Handicap races are where horses carry weight to balance out their chance of winning. Not all handicaps are competitive, but the Grand National is. Forty runners with a favourite priced at 10’s means no one knows who will win. Which is precisely what the handicapper wants.

Therefore money will be spread out amongst the field, and there is generally no direction in price. A horse will not suddenly get more or less favourable, and therefore prices will trade in a narrow range. This makes it perfect for scalping strategies or variants thereof.

Basically, you would go for one tick at a time trade. Anything above that, you will not get filled and won’t be able to repeat your trade.

There is an exception to the rule, however.

When there is a lot of press interest in a particular horse, for any reason, betting activity on that horse will increase, and it’s pretty likely the price will get pulled in. This tends to happen at the top of the market.

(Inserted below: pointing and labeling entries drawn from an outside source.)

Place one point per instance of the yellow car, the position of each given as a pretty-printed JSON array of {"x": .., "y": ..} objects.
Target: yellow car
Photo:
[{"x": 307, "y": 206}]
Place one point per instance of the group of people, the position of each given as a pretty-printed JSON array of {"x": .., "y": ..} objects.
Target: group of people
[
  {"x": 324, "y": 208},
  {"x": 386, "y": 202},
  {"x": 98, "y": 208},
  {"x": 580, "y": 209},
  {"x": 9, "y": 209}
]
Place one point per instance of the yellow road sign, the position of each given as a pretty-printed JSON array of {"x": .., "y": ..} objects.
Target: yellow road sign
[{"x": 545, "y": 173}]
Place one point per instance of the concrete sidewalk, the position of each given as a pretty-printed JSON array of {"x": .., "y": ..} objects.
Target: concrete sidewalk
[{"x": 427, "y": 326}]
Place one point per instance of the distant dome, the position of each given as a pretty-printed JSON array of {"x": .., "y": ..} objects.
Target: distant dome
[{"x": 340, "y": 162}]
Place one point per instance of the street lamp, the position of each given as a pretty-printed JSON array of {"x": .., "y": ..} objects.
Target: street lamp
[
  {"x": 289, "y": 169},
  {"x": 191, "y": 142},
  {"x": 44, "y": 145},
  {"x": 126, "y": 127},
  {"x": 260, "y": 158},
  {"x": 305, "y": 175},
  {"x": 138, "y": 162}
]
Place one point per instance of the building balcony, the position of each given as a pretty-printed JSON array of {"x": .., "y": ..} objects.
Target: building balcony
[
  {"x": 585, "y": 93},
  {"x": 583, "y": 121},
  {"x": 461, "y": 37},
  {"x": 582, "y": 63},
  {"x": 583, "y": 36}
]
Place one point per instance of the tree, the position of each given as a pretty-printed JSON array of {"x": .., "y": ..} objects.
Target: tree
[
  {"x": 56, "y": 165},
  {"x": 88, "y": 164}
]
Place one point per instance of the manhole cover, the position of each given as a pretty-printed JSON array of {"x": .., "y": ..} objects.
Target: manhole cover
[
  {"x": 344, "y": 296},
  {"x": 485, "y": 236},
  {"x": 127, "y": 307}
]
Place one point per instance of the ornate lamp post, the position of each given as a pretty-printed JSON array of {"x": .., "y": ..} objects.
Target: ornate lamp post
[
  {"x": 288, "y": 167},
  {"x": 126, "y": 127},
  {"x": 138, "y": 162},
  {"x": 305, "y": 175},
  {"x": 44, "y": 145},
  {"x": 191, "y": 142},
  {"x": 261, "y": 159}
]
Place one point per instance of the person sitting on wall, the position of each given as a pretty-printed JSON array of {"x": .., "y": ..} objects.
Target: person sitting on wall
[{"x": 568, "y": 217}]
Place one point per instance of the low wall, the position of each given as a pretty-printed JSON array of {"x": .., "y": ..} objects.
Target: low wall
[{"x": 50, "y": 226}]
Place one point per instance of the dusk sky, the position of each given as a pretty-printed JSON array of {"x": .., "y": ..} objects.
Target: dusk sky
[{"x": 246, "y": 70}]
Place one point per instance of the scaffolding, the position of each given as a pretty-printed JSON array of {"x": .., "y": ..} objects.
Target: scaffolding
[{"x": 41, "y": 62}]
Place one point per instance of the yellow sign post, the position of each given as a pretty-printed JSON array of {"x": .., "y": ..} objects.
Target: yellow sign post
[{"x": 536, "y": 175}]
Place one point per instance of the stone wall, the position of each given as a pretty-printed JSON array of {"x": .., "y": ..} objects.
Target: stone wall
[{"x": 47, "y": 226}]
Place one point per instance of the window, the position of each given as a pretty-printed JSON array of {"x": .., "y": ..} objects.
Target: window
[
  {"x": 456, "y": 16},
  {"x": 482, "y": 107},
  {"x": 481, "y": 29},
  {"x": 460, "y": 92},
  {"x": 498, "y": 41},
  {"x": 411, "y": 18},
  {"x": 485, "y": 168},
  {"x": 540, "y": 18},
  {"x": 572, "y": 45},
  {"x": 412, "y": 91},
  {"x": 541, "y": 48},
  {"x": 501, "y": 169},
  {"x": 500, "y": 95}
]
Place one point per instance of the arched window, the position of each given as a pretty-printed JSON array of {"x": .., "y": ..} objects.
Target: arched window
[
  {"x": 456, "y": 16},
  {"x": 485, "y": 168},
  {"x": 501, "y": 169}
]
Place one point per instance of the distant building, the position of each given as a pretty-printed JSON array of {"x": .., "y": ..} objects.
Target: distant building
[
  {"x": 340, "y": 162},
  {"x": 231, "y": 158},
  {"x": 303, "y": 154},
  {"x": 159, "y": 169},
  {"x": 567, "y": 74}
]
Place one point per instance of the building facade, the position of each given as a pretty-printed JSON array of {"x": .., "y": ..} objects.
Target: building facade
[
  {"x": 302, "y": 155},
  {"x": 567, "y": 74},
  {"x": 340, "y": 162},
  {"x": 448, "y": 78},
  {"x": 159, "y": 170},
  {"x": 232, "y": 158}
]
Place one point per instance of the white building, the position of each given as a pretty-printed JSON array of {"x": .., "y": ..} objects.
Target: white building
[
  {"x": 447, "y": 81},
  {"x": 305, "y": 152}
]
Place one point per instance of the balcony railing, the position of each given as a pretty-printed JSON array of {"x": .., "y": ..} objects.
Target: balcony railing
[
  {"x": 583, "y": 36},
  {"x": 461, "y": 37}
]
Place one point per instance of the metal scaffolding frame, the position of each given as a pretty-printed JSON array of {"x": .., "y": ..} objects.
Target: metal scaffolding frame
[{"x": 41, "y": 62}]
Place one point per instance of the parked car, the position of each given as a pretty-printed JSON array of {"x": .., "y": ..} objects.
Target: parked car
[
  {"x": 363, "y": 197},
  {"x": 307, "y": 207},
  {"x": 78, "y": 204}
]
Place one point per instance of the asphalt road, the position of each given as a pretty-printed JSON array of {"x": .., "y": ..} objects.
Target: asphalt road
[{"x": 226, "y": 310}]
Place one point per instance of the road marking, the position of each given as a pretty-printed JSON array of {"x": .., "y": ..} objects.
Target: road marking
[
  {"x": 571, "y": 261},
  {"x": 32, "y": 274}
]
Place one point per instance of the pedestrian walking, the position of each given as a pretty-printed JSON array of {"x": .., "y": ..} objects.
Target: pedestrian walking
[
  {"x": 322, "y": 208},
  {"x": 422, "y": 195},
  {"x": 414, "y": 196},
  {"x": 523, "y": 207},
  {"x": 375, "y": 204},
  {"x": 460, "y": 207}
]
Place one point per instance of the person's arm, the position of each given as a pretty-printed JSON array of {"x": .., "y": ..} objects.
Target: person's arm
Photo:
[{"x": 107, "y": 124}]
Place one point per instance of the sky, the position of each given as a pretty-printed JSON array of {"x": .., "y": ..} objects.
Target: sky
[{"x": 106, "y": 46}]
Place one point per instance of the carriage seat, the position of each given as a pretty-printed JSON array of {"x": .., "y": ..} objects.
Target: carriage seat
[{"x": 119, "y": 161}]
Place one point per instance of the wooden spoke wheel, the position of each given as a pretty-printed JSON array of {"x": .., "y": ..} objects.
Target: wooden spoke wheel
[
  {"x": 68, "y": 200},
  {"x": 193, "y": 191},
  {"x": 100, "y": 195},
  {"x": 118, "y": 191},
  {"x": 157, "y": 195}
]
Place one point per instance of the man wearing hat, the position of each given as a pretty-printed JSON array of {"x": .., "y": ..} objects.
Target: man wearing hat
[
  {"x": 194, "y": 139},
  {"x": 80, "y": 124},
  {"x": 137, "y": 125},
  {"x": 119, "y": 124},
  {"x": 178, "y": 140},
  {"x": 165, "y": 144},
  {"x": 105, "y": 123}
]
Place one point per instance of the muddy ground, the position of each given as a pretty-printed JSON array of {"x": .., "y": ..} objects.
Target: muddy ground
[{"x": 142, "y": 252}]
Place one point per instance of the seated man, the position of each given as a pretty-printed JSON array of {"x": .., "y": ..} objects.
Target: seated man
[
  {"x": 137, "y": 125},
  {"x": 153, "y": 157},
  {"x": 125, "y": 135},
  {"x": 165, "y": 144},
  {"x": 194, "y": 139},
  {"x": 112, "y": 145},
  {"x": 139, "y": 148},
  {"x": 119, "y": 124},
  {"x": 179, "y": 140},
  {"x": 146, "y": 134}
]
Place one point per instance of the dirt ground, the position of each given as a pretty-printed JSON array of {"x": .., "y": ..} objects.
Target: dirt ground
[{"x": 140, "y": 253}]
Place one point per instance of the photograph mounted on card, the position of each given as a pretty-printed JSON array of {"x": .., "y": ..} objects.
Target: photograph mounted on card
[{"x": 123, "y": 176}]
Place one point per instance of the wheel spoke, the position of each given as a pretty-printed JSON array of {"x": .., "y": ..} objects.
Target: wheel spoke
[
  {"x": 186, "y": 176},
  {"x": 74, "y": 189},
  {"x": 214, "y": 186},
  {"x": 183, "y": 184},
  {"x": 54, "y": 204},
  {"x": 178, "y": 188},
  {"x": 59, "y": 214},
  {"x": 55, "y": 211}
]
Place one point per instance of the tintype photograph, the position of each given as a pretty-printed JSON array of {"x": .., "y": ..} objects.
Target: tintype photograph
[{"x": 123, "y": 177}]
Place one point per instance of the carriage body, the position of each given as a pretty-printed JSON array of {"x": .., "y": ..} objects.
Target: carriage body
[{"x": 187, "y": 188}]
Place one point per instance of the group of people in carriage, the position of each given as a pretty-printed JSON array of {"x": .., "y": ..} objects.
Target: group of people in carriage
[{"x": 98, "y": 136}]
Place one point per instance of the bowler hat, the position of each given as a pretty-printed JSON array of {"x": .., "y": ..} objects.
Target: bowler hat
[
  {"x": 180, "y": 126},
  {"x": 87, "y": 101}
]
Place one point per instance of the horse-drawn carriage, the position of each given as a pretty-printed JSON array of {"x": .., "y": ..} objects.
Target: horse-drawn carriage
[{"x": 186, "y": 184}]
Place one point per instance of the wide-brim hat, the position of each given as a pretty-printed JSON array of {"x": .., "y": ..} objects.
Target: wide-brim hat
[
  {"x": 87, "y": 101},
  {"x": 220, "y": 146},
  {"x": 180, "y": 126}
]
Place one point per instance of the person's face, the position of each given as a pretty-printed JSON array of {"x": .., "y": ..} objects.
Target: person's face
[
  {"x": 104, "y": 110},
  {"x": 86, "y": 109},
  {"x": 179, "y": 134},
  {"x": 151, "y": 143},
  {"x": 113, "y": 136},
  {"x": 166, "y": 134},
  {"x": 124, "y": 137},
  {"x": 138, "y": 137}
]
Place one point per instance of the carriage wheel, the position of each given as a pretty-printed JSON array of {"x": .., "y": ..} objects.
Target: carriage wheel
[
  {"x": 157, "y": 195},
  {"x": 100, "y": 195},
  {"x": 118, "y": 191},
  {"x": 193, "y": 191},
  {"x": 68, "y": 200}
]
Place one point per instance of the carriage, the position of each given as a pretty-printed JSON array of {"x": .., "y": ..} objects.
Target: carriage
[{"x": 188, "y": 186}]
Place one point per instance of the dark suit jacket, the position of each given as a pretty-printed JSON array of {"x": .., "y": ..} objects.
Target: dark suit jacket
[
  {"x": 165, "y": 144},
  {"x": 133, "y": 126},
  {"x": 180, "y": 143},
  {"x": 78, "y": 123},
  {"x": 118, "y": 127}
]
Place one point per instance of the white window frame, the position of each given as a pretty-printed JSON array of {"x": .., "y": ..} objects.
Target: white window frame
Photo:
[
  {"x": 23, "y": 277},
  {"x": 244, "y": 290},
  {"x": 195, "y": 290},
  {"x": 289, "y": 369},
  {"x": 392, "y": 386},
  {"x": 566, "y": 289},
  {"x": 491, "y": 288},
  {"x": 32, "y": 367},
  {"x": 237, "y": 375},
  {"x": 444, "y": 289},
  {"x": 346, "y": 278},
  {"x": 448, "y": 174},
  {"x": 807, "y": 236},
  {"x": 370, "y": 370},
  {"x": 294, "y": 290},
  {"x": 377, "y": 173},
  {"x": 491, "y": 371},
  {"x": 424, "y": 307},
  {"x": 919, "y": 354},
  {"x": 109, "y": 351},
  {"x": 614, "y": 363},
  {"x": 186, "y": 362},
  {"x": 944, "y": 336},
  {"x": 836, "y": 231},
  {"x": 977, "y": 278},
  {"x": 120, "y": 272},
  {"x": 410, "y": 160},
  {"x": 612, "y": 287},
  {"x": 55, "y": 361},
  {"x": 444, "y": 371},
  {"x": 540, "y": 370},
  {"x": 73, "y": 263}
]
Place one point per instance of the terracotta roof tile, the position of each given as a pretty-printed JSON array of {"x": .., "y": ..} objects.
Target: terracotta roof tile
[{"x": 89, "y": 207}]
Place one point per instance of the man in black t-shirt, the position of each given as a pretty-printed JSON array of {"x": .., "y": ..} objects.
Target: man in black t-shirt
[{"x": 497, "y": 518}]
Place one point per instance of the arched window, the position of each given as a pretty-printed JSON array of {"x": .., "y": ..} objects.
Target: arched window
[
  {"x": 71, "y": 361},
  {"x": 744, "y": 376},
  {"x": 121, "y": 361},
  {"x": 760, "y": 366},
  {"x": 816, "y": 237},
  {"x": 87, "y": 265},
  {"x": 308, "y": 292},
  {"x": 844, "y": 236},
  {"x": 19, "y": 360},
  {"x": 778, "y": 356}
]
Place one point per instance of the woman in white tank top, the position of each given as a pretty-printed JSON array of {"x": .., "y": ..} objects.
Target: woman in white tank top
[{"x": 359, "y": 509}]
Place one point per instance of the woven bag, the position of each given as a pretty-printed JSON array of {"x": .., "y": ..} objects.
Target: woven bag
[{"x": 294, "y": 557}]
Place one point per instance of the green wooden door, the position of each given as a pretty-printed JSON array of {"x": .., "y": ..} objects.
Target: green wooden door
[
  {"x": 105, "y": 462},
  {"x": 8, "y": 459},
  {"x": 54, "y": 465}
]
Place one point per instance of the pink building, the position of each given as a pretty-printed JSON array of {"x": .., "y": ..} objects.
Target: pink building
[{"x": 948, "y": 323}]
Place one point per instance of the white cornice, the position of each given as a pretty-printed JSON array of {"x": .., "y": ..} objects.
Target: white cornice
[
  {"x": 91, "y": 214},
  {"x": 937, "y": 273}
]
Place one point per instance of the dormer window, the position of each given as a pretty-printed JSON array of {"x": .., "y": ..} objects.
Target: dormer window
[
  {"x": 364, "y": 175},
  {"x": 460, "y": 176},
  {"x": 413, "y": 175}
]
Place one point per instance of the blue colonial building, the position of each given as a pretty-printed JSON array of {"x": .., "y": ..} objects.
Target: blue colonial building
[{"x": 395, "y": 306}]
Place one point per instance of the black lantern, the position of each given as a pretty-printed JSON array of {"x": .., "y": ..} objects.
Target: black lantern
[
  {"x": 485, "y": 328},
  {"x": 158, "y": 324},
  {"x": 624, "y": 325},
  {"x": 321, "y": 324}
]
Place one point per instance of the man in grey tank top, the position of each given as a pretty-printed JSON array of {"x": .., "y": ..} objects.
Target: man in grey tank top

So if you want to avoid a housewife favourite, just drop down the field a little. There is going to be plenty of money there.

Volume

Not a great deal happens in the market the days before the race; money dribbles in slowly.

However, from 8am on the day of race, the market starts to liven up and then explodes in the hour before the big race.

The Grand National is one of a tiny number of races where you can trade all day long, and this is the key to the big numbers you see me get on the Grand National. I’m not using a significant stake and guessing direction. I’m just making lots of trades, some completely non-directional.

There is enough money in this market to deploy many strategies.

Timing

As I have mentioned, this is a rare market where I can trade all day. But there comes a natural point where that has to stop.

You will need to pick a trading window you are comfortable with.

During the day, the queue sizes are large but tend to get ‘eaten’ through. The front of the market can be completely stuffed up with money waiting to match. There are several runners where the amount remaining to be matched will be disproportionate to the money getting matched.

Remember that volume is not liquidity. You want to avoid runners with mismatched queue sizes.

When we get closer to the race, things can fall apart on the market as people hedge and Betfair starts to strain under the weight of activity. So I get much more cautious as we enter the last ten minutes, and I’m entirely out by around five minutes.

If you want to play with fire, dive into the market from then on. But I’ll be cross-checking my automation and making sure I’m all out at that point.

Making money

I’ll often point out that you don’t need a big bank to trade horse races as you can put through more than one trade.

However, the big prices at the Grand National mean that if you lay first on a trade, you will need many multiples of your stake to open that trade.

That will be frustrating as you could run out of money relatively quickly and have to wait to close your trade to go again. You may also find, in your account section on the Betfair website, that your exposure is limited, meaning you can only trade up to a specific exposure limit.

There isn’t an easy way around this. I discovered it when I first started trading the Grand National, and it was just a bit of time for me to work at higher levels. But if you are gunning for something big, set your expectations reasonably.

Summary

The Grand National is a unique trading market, completely different from traditional horse racing.

As you only get it once a year it can be difficult to understand, but with a sensible approach there is no reason why you can’t profit from it.